Estou desorganizada porque perdi o que não precisava
Estou desorganizada porque perdi o que não precisava? Nesta minha nova covardia - a covardia é o que de mais novo já me aconteceu, é a minha maior aventura, essa minha covardia é um campo tão amplo que só a grande coragem me leva a aceitá-la -, na minha nova covardia, que é como acordar de manhã na casa de um estrangeiro, não sei se terei coragem de simplesmente ir.
É difícil perder-se.
É tão difícil que provavelmente arrumarei depressa um modo de me achar, mesmo que achar-me seja de novo a mentira de que vivo.

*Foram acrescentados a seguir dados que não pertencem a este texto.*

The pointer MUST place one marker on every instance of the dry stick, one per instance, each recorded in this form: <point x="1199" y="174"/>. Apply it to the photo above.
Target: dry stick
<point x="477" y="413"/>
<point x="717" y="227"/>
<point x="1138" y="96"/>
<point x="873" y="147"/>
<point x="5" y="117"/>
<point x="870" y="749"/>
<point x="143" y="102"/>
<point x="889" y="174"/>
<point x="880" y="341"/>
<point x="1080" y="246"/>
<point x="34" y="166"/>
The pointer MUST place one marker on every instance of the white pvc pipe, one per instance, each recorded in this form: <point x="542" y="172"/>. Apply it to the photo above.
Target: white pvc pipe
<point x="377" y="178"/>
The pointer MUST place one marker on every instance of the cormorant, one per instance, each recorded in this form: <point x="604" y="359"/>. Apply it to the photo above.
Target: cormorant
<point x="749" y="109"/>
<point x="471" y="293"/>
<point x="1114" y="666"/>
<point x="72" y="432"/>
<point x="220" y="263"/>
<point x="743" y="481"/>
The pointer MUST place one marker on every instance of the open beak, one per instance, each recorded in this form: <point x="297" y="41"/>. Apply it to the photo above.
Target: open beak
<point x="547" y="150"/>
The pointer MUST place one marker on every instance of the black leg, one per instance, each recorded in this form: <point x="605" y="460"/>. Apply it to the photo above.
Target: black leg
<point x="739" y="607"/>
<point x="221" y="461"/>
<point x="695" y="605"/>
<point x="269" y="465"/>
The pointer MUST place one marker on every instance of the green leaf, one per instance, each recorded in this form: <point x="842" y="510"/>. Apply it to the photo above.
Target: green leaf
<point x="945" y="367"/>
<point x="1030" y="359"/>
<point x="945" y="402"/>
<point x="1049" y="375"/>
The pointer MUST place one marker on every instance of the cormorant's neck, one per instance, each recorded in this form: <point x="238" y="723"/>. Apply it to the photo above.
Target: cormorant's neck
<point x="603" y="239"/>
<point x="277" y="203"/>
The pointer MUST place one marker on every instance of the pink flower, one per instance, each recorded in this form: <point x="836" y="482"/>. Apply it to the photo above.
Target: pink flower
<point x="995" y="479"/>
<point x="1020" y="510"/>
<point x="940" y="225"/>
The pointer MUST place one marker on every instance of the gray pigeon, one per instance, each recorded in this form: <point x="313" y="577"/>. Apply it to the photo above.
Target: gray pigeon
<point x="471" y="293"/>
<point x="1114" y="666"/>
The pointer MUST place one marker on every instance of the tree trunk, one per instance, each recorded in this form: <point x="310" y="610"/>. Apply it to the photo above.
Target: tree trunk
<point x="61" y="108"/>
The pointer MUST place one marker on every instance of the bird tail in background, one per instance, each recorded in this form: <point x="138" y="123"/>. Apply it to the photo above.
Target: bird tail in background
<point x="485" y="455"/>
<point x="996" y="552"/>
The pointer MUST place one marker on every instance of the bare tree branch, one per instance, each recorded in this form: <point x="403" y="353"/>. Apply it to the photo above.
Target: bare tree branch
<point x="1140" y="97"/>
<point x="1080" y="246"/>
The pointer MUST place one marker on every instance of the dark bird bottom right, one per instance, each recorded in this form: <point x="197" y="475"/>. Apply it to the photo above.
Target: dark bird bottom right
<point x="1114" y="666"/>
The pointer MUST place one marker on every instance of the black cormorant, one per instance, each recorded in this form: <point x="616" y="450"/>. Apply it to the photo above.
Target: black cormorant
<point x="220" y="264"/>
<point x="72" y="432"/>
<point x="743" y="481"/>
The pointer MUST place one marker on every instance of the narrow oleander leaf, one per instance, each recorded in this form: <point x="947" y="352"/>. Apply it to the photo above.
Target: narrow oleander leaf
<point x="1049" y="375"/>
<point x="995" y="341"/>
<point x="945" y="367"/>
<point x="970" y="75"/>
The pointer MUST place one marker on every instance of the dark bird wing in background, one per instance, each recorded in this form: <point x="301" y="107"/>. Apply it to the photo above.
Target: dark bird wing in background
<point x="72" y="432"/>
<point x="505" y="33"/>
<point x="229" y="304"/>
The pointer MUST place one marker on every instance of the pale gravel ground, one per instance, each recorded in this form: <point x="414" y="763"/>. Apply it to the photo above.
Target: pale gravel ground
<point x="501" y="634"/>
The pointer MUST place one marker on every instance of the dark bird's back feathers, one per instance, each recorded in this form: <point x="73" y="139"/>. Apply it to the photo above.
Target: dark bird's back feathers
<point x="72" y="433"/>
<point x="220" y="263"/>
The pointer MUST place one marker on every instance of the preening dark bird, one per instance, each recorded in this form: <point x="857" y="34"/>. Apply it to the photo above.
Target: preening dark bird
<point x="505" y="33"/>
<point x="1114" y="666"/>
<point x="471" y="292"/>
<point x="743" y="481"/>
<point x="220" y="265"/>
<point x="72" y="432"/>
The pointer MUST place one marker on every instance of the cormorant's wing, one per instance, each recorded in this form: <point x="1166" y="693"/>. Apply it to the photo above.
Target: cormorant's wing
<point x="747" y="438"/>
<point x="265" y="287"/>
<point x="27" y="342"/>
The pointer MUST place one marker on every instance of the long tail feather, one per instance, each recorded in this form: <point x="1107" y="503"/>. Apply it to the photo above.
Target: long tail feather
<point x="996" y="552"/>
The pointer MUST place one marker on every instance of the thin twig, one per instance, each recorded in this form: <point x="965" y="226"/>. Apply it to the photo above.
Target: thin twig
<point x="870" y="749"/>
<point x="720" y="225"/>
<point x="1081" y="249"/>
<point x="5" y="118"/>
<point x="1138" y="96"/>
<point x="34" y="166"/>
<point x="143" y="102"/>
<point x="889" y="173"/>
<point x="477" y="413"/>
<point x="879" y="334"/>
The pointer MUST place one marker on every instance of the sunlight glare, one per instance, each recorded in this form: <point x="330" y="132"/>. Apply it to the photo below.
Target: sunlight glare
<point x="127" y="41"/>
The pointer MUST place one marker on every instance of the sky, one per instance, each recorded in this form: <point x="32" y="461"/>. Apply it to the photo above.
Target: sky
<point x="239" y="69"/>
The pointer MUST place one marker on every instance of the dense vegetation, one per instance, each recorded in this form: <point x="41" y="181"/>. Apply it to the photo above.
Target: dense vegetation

Até agora achar-me era já ter uma ideia de pessoa e nela me engastar: nessa pessoa organizada eu me encarnava, e nem mesmo sentia o grande esforço de construção que era viver.
A idéia que eu fazia de pessoa vinha de minha terceira perna, daquela que me plantava no chão.
Mas e agora? estarei mais livre?
Não.
Sei que ainda não estou sentindo livremente, que de novo penso porque tenho por objetivo achar - e que por segurança chamarei de achar o momento em que encontrar um meio de saída.
Por que não tenho coragem de apenas achar um meio de entrada? Oh, sei que entrei, sim.
Mas assustei-me porque não sei para onde dá essa entrada.
E nunca antes eu me havia deixado levar, a menos que soubesse para o quê.
Ontem, no entanto, perdi durante horas e horas a minha montagem humana.
Se tiver coragem, eu me deixarei continuar perdida.
Mas tenho medo do que é novo e tenho medo de viver o que não entendo quero sempre ter a garantia de pelo menos estar pensando que entendo, não sei me entregar à desorientação.
Como é que se explica que o meu maior medo seja exatamente em relação: a ser? e no entanto não há outro caminho.
Como se explica que o meu maior medo seja exatamente o de ir vivendo o que for sendo? como é que se explica que eu não tolere ver, só porque a vida não é o que eu pensava e sim outra como se antes eu tivesse sabido o que era! Por que é que ver é uma tal desorganização?
E uma desilusão.
Mas desilusão de quê? se, sem ao menos sentir, eu mal devia estar tolerando minha organização apenas construída? Talvez desilusão seja o medo de não pertencer mais a um sistema.
No entanto se deveria dizer assim: ele está muito feliz porque finalmente foi desiludido.
O que eu era antes não me era bom.
Mas era desse não-bom que eu havia organizado o melhor: a esperança.
De meu próprio mal eu havia criado um bem futuro.
O medo agora é que meu novo modo não faça sentido? Mas por que não me deixo guiar pelo que for acontecendo? Terei que correr o sagrado risco do acaso.
E substituirei o destino pela probabilidade.